Négligence résiduelle du passé: arbres plantés en fosse et manque de communication entre services de voirie et d’horticulture

Des travaux de voirie ont débuté sur la rue Drolet entre du Carmel et Boucher depuis la veille de la St-Jean: des pans de trottoir ont été sciés et excavés, dont une partie autour de fosses d’arbres, probablement afin de les « rafraîchir » (?)

Si c’était le cas, voilà déjà une entreprise d’apparence douteuse et inutilement coûteuse, car y circulant régulièrement, les trottoirs de ce tronçon de la rue Drolet me semblaient presque entièrement en bon état, tandis que quelques courts segments au sud de Boucher tombent en ruines depuis quelques années…

Mais le comble de l’absurde est qu’au moins 5 arbres d’âge moyen (20 ans), des érables de Norvège, on vu leurs racines sectionnées par endroits, puis exposées à l’air libre en plein été alors que l’évaporation est à son comble! De plus, ces fosses d’arbre sont de petite taille, soit environ 3 x 4 pieds. Je ne serais pas surpris que ces érables affichent rapidement des signes de dépérissement.

La rue Drolet semble malencontreusement échapper de justesse à l’une des 3 zones d’intervention prioritaire (nord-ouest du Mile end), dans laquelle la nouvelle administration de l’arrondissement a décidé d’agrandir ce printemps les fosses d’arbre et d’y planter des vivaces, une initiative tout-à-fait louable.

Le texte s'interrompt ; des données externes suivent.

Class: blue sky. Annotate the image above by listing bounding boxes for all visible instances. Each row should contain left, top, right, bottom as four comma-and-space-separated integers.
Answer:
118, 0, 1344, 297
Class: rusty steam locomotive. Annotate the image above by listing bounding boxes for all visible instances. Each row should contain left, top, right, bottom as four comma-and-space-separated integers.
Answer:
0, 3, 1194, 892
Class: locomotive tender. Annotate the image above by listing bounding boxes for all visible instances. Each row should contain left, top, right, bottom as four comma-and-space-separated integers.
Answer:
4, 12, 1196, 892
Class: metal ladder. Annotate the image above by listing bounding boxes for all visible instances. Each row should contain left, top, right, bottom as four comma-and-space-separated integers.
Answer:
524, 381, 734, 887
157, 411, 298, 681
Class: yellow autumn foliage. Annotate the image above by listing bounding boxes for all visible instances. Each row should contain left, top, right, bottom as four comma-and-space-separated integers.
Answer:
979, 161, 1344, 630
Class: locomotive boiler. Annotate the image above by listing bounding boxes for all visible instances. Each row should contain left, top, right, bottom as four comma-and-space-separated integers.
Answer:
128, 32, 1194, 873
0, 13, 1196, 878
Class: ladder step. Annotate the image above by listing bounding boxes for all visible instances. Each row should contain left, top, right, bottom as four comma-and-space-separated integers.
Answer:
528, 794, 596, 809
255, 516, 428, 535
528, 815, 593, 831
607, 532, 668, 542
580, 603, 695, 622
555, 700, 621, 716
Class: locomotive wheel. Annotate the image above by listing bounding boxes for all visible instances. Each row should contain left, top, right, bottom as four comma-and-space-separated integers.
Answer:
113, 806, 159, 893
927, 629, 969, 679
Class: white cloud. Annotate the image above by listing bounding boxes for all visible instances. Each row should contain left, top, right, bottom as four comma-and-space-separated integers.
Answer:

Mais je viens de constater que le coffrage des fosses d’arbre mises à nu a commencé à être refait, en bois, en vue de couler le béton pour mettre à neuf les trottoirs. Le problème est que selon ce qui est sur le point de se produire, les fosses conserveront les dimensions trop étroites d’auparavant, ce qui nuit considérable à la croissance et l’approvisionnement en eau des arbres. Ce serait absurde, surtout que ce nouveau programme d’agrandissement des fosses d’arbres pourrait d’ici un an ou quelques années s’appliquer à ce secteur. C’est-à-dire que béton qui devrait être coulé prochainement pourrait éventuellement être scié à nouveau puis excavé pour agrandir les fosses. Un gaspillage budgétaire qui pourrait être évité, mais pourvu que l’arrondissement réagisse très rapidement!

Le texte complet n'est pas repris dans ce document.